The cost drives insurer scrutiny. At approximately $1,825 per month for 12 injections, a complete course totals roughly $21,900 before any rebate or discount. Anthem and most large commercial insurers classify romosozumab as a specialty-tier drug, which triggers mandatory prior authorization review. The FDA label itself restricts use to patients with high or very high fracture risk, giving payers a textual basis to require clinical documentation before approving claims 1.

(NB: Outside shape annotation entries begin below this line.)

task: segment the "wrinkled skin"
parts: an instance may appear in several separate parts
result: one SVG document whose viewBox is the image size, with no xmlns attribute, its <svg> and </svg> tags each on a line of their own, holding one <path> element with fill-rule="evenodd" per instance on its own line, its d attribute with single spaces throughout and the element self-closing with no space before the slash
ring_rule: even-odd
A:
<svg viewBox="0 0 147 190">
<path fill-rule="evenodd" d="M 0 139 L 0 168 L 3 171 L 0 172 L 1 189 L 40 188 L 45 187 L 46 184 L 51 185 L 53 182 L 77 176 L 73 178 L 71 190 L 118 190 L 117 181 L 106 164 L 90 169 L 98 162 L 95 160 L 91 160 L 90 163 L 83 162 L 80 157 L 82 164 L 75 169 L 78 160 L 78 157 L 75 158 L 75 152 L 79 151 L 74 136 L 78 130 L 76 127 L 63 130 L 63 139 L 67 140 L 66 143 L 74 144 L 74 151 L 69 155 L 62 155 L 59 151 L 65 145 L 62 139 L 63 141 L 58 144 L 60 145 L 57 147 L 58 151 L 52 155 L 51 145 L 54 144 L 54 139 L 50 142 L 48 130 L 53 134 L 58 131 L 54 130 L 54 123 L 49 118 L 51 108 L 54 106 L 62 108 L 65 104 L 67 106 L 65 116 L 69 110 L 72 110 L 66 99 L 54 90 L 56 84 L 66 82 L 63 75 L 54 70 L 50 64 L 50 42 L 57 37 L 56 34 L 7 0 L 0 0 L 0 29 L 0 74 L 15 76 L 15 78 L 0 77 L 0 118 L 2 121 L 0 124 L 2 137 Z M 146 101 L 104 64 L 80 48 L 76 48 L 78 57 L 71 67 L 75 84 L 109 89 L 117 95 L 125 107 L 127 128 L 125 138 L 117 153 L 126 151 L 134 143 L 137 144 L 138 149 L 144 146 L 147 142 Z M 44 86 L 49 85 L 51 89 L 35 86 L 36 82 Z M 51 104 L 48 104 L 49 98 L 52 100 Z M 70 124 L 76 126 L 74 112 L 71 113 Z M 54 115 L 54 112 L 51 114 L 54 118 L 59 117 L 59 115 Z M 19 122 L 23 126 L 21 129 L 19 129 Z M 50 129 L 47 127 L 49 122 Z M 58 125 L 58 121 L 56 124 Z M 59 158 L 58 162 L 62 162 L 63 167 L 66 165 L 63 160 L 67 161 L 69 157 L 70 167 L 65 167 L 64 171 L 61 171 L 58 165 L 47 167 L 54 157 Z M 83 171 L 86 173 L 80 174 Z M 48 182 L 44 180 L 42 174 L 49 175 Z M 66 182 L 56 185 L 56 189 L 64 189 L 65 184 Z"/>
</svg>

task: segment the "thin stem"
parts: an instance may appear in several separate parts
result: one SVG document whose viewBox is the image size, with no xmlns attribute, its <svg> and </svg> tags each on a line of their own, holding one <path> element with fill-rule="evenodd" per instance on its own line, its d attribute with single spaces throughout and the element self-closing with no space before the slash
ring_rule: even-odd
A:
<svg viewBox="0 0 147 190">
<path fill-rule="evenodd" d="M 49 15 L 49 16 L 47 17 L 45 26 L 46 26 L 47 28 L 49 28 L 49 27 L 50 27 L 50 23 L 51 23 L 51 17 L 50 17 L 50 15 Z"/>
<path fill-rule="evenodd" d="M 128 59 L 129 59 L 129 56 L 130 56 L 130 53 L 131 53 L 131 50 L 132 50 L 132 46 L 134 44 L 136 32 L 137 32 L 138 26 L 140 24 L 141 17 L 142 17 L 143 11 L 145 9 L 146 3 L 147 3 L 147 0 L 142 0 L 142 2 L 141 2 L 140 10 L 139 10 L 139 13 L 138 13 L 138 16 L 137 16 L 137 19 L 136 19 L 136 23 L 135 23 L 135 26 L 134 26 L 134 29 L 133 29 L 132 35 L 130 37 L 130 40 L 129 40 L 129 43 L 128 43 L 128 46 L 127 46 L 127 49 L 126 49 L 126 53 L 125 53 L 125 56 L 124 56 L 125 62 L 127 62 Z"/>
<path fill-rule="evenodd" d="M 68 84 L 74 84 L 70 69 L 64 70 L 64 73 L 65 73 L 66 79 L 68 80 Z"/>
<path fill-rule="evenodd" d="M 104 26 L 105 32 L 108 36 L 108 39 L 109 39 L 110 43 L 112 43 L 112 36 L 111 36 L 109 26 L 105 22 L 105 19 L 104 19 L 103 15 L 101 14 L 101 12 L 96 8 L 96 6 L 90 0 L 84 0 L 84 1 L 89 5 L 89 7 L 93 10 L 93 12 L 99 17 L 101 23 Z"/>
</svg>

The ARCH trial (N=4,093) published in the New England Journal of Medicine demonstrated that 12 months of romosozumab 210 mg monthly followed by alendronate produced a 48% reduction in new vertebral fractures compared with alendronate alone at 24 months 2. Critically, the ARCH trial also showed a statistically significant increase in cardiovascular events (myocardial infarction and stroke) in the romosozumab arm, which is why the FDA added a boxed warning and why Anthem's PA criteria frequently include a documented cardiovascular risk assessment 2.

An earlier phase 3 trial, FRAME (N=7,180), compared romosozumab 210 mg monthly versus placebo and found a 73% reduction in new vertebral fractures at 12 months (P<0.001) 3. These two datasets form the clinical backbone of every insurer's PA criteria.

Anthem's Prior Authorization Criteria for Evenity (Romosozumab)

Anthem approves romosozumab when the prescribing clinician documents a defined set of clinical criteria. Meeting all of them on the first submission is the fastest path to approval.

Anthem's standard commercial PA checklist for romosozumab typically includes:

Diagnosis requirement. The patient must carry a confirmed diagnosis of postmenopausal osteoporosis with high fracture risk. Anthem generally defines high risk as a T-score at or below negative 2.5 at the lumbar spine or femoral neck on dual-energy X-ray absorptiometry (DXA), with at least one of the following: a prior low-trauma vertebral or hip fracture, a FRAX 10-year major osteoporotic fracture probability at or above 20%, or a FRAX hip fracture probability at or above 3% 4. The American Association of Clinical Endocrinology 2020 guidelines define very high fracture risk as a T-score at or below negative 3.0, multiple vertebral fractures, or fracture while on approved osteoporosis therapy 5.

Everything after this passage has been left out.